Tenho de vos confessar que a revista Mãe Ideal não é de todo a minha preferida, mas fiquei surpresa ao encontrar esta reportagem...


"A gravidez, o parto e o nascimento são experiências partilhadas pelas mulheres de todo o Mundo


Há alguns anos, uma mulher recém-chegada de Espanha, com dois filhos pequenos e grávida de cinco meses, veio ao consultório e disse-me: "Quero ter este filho na minha casa, estou acompanhada por um casal de amigos e gostava que estivesse lá para cuidar de qualquer situação imprevista.

De qualquer maneira o parto será assim, mesmo que não aceite estar presente, mas seria mais tranquilizador que pudesse contar consigo". Depois desta primeira entrevista e durante as consultas posteriores fui-me informando da sua história pessoal e familiar, do mundo das suas necessidades, alegrias, receios e desejos, e assim pude compreender melhor a sua decisão.

A firme determinação desta mulher confrontou-me com a minha experiência e treino médico. Propunha-me desistir de um conceito quase sagrado: o parto e o nascimento deixariam de ser um "acontecimento médico". Também me obrigou a enfrentar os meus próprios desejos e batalhas profissionais.

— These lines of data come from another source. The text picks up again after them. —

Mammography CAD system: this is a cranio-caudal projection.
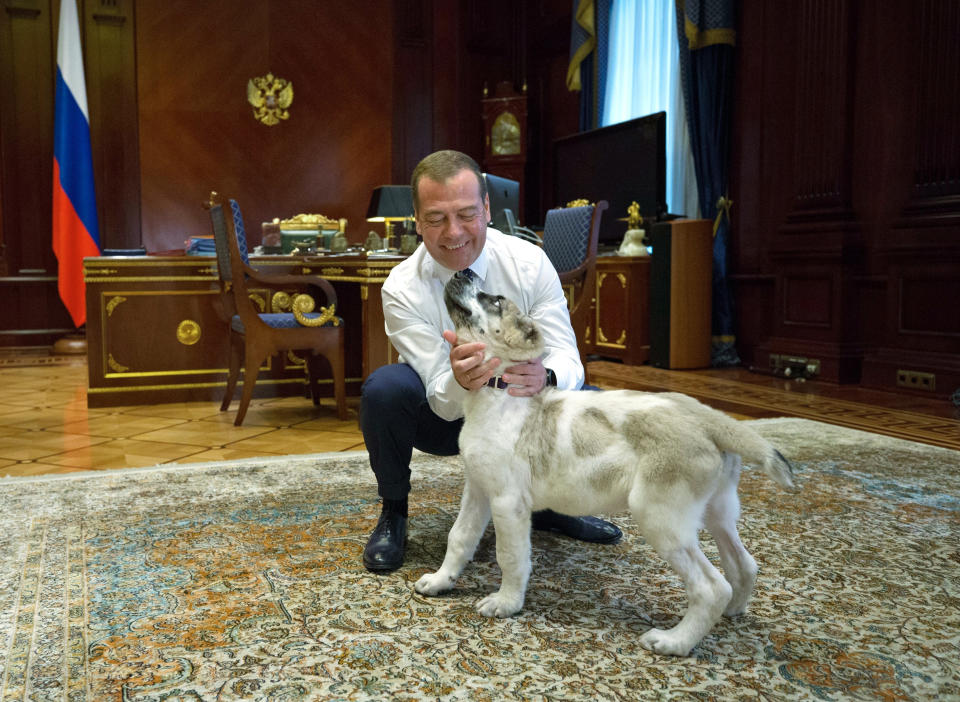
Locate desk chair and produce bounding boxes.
[543,200,607,368]
[205,193,347,426]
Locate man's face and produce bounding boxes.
[416,170,490,271]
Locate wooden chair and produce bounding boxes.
[543,200,607,367]
[205,192,347,426]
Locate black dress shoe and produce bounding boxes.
[531,509,623,544]
[363,512,407,573]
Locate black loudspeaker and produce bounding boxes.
[650,219,713,368]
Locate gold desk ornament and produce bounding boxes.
[293,294,340,327]
[400,234,420,256]
[247,73,293,126]
[280,214,340,232]
[617,201,649,256]
[363,230,383,251]
[177,319,200,346]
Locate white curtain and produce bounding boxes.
[600,0,700,218]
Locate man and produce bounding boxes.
[360,151,621,572]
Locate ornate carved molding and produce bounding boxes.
[903,0,960,220]
[788,0,856,222]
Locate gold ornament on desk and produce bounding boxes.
[247,73,293,126]
[617,201,649,256]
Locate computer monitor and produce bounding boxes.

Confrontavam-se assim mal-estares acumulados por uma prática que não me satisfazia, por uma atenção institucional repleta de ritos tecnológicos justificados num melhor cuidado de saúde, e um desempenho profissional carregado de rotinas e normas que parecem impossíveis de ser repensadas e muito menos questionadas.


Uma experiência vital

A gravidez decorreu segundo os cânones do que em obstetrícia se denomina "gravidez de baixo risco", pelo que não havia nenhum motivo para que o parto não decorresse de acordo com os desejos da mãe.

Assim, Ana Maria inicia o seu trabalho de parto na companhia de um casal de amigos e deslumbra-se e deslumbra-nos com uma experiência vital única.

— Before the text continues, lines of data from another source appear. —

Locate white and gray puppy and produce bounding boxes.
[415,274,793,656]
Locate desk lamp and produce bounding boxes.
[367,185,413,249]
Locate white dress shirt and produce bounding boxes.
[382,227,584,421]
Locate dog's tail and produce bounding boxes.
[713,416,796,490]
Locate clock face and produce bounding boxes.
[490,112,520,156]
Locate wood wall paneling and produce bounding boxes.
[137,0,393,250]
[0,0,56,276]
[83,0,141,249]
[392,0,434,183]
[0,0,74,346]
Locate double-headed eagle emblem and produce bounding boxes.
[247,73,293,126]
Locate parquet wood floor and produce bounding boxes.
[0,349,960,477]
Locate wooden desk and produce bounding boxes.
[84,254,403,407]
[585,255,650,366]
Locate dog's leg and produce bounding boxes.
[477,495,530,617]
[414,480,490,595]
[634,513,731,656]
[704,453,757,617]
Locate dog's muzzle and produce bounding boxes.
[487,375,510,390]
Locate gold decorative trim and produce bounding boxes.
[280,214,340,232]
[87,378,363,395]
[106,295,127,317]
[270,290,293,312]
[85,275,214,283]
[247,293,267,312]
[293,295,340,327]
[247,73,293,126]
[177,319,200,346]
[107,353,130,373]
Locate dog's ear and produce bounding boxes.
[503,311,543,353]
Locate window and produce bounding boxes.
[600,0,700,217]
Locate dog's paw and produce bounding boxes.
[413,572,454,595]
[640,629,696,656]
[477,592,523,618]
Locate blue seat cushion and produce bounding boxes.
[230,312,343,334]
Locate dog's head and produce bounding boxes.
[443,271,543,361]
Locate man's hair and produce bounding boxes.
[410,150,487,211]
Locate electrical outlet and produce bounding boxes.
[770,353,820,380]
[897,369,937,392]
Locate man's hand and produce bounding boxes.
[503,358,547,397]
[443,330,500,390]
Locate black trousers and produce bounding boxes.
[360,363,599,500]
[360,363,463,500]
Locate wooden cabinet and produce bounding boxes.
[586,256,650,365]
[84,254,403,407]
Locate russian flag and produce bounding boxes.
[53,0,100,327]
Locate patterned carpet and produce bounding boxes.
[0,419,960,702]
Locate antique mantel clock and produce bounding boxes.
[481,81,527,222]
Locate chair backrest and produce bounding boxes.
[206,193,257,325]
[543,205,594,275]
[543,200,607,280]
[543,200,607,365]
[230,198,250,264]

A explosão das suas sensações criou um clima em que os sons, odores, exclamações e gestos fluíam numa harmonia de qualidade inédita para os meus sentidos.

Com a minha atenção vigilante, assisti a um nascimento na posição escolhida pela mulher e com o suporte afectivo dos seus amigos.

Posto o bebé no regaço da sua mamã e em excelentes condições terminou esta maravilhosa cena. Cena que me impulsionou, durante os anos posteriores, a uma aprendizagem da profissão, cuja pedra fundamental é a disposição permanente a escutar a mulher, suas opiniões, desejos e necessidades.

Vinte anos decorreram desde esse episódio e hoje uma vasta experiência permite-nos dar uma nova definição do acontecimento do parto e do nascimento, como um facto essencialmente social e afectivo que sucede no corpo de uma mulher e seu marido.


Um lugar seguro

A partir da década de 40 o internamento hospitalar para o parto foi considerado a forma mais segura para ter um filho. Esta hipótese impõe-se através de argumentos que têm em atenção normas de higiene óptimas e a possibilidade de dispor de uma equipa profissional apta para atender as necessidades do bebé e da mamã.

No entanto, não existe nenhuma evidência que justifique que o parto numa instituição oferece maior segurança para as grávidas de baixo risco.

Mais ainda, existem provas de que a morbilidade (possibilidade de doença) é mais elevada entre as mães e os bebés nascidos dentro do sistema de saúde.

Provavelmente, o mito do risco do parto em casa é sustentado pelo elevado número de nascimentos caseiros que não foram devidamente planificados e que por isso careceram da atenção de profissionais ou pessoas treinadas, situação que certamente implica um risco maior.

Um parto e um nascimento planificados, com uma equipa que dedique a devida atenção e tome as precauções de cuidado apropriado, não representam um risco elevado.

Precisamente, a ausência de toda a rotina médica que altere a natureza espontânea do parto e a ternura do clima gerado pelos pais diminui a possibilidade de problemas inesperados. De todos os modos, o risco sempre se contempla.

Por isso se procura previamente um espaço institucional para o qual possa transferir-se a mamã em caso de necessidade. Não ter em atenção estas medidas tornaria perigosa a decisão de dar à luz em casa.


Regressar ao natural

O movimento alternativo por novas expressões na atenção do parto e do nascimento que incluem o parto domiciliário é uma reacção de muitas mulheres e homens às práticas médico-obstétricas mecanicistas e paternalistas que se desenvolveram desde os inícios do século pas-sado.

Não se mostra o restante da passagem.